1080 Ti always dies shortly after strarting training, cuda 11.5, driver 495.29.05

Dear Nvidia,

We keep running into the following problem. When we start training a neural network on 1080 Ti, it goes on for some time, and then suddenly gpu dies.

Last time it happened, the observed temperature of the gpu was 57C, just some seconds before the crash.
We checked nvidia-bug-report (attached,
nvidia-bug-report.log.gz (539.6 KB)
), and found the following errors:

/var/log/kern.log:
Jan 30 16:09:28 cluster63 kernel: [168701.407437] NVRM: GPU at PCI:0000:62:00: GPU-0788ba91-4dac-e984-c466-ef683ae29dc0
Jan 30 16:09:28 cluster63 kernel: [168701.407443] NVRM: Xid (PCI:0000:62:00): 79, pid=0, GPU has fallen off the bus.
Jan 30 16:09:28 cluster63 kernel: [168701.407448] NVRM: GPU 0000:62:00.0: GPU has fallen off the bus.
Jan 30 16:09:28 cluster63 kernel: [168701.407490] NVRM: GPU 0000:62:00.0: GPU serial number is .
Jan 30 16:09:28 cluster63 kernel: [168701.407517] NVRM: A GPU crash dump has been created.
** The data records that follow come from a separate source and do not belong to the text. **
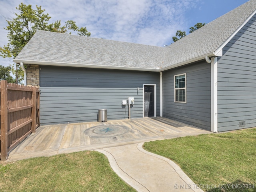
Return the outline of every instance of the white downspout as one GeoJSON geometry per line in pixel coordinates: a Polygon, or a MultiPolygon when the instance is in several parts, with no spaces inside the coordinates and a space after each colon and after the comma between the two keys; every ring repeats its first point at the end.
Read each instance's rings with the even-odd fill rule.
{"type": "Polygon", "coordinates": [[[163,72],[160,72],[160,116],[163,116],[163,72]]]}
{"type": "Polygon", "coordinates": [[[217,58],[211,58],[211,131],[214,133],[218,132],[217,58]]]}
{"type": "Polygon", "coordinates": [[[26,71],[25,67],[23,65],[23,63],[22,62],[20,62],[20,66],[24,72],[24,85],[27,85],[27,71],[26,71]]]}

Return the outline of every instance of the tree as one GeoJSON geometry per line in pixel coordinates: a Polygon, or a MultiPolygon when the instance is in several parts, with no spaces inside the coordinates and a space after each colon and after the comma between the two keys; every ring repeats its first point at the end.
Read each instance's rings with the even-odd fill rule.
{"type": "Polygon", "coordinates": [[[15,80],[11,76],[11,67],[0,65],[0,80],[6,80],[8,83],[14,83],[15,80]]]}
{"type": "MultiPolygon", "coordinates": [[[[90,36],[91,34],[88,32],[86,27],[78,28],[76,22],[68,20],[65,24],[61,26],[60,20],[57,20],[54,23],[48,24],[48,22],[51,18],[49,14],[45,14],[45,10],[42,10],[41,6],[36,6],[36,9],[33,10],[31,5],[26,6],[21,3],[16,9],[18,13],[15,13],[16,17],[6,20],[8,26],[4,29],[8,32],[7,38],[8,43],[3,47],[0,47],[0,56],[3,58],[9,57],[15,58],[21,50],[28,42],[37,30],[51,31],[62,33],[71,34],[71,32],[76,32],[79,35],[90,36]]],[[[16,70],[16,67],[14,64],[13,70],[16,70]]],[[[18,66],[17,74],[22,74],[23,71],[18,66]]],[[[23,79],[23,76],[16,77],[16,82],[23,79]]]]}
{"type": "Polygon", "coordinates": [[[186,31],[181,31],[180,30],[178,30],[176,32],[176,36],[175,37],[172,37],[172,40],[175,42],[179,39],[185,37],[186,35],[186,31]],[[178,37],[179,37],[179,38],[178,38],[178,37]]]}
{"type": "Polygon", "coordinates": [[[189,32],[190,33],[191,33],[194,32],[194,31],[195,31],[196,30],[197,30],[199,28],[202,27],[205,25],[205,23],[197,23],[196,24],[194,25],[194,27],[191,27],[189,28],[189,29],[190,29],[190,30],[189,31],[189,32]]]}
{"type": "MultiPolygon", "coordinates": [[[[196,24],[194,27],[190,27],[189,29],[190,33],[192,33],[196,30],[197,30],[199,28],[202,27],[205,25],[205,23],[197,23],[196,24]]],[[[176,32],[176,35],[175,36],[172,37],[172,40],[175,42],[178,41],[179,39],[180,39],[182,38],[185,37],[186,36],[185,31],[181,31],[180,30],[178,30],[176,32]]]]}

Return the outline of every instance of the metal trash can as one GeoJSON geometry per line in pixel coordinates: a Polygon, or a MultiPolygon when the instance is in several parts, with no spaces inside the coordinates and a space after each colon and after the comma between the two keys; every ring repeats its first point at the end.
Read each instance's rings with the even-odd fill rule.
{"type": "Polygon", "coordinates": [[[106,109],[99,109],[98,120],[99,122],[106,122],[108,121],[107,116],[106,109]]]}

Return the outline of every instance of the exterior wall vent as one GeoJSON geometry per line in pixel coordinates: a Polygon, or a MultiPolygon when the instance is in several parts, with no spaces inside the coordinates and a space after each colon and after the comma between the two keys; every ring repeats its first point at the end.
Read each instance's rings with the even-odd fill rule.
{"type": "Polygon", "coordinates": [[[245,121],[240,121],[239,122],[239,126],[242,127],[245,126],[245,121]]]}

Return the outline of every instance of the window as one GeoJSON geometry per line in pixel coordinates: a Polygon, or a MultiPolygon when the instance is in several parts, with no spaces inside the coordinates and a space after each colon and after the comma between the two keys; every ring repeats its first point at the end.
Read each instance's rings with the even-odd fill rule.
{"type": "Polygon", "coordinates": [[[186,73],[174,76],[174,101],[186,102],[186,73]]]}

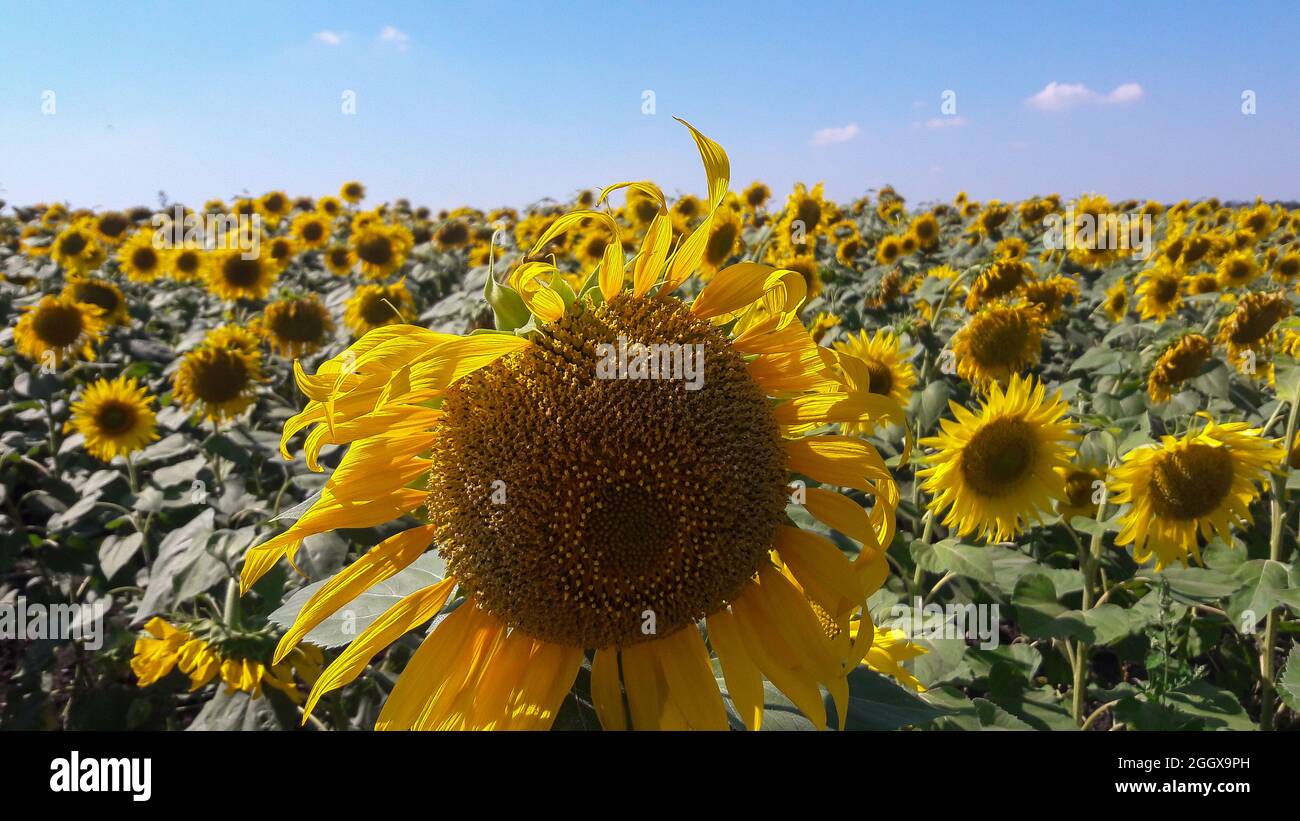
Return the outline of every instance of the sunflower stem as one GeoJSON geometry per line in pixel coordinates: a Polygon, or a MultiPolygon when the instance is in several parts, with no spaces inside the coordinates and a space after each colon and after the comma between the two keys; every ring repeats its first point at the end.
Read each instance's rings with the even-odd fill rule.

If possible, please run
Jan 30 16:09:28 cluster63 kernel: [168701.407517] NVRM: nvidia-bug-report.sh as root to collect this data before
Jan 30 16:09:28 cluster63 kernel: [168701.407517] NVRM: the NVIDIA kernel module is unloaded.

However, it seems impossible that the gpu has fallen of the bus - it was reconnected a day before, and since then no one entered the computer room (you may found a similar problem dated Jan 27 in the logs, that time it was indeed a connection problem). May it be the reported gpu crash that caused the error “gpu has fallen of the bus”?

Moreover, we had a similar problem with RTX 3090, which has been solved by updating drivers and cuda. This makes me think that the problem is with the drivers, rather then with the hardware.

Can you please inspect the problem?
Are the drivers we are using incompatable with 1080 Ti?

Thank you in advance,
Ivan.

Hello Ivan,

First of all, the newest drivers are still compatible with a 1080TI, no worries.

But I can see that there is still some remnant from the 470.57 version of the driver:
[ 17.891] (II) NVIDIA GLX Module 470.57.02 Tue Jul 13 16:10:58 UTC 2021

So first of all you should make sure you have a clean driver installation. For that you should purge any drivers from the system and do a fresh re-install. You can find details on how to do that in the README that comes with the Linux driver.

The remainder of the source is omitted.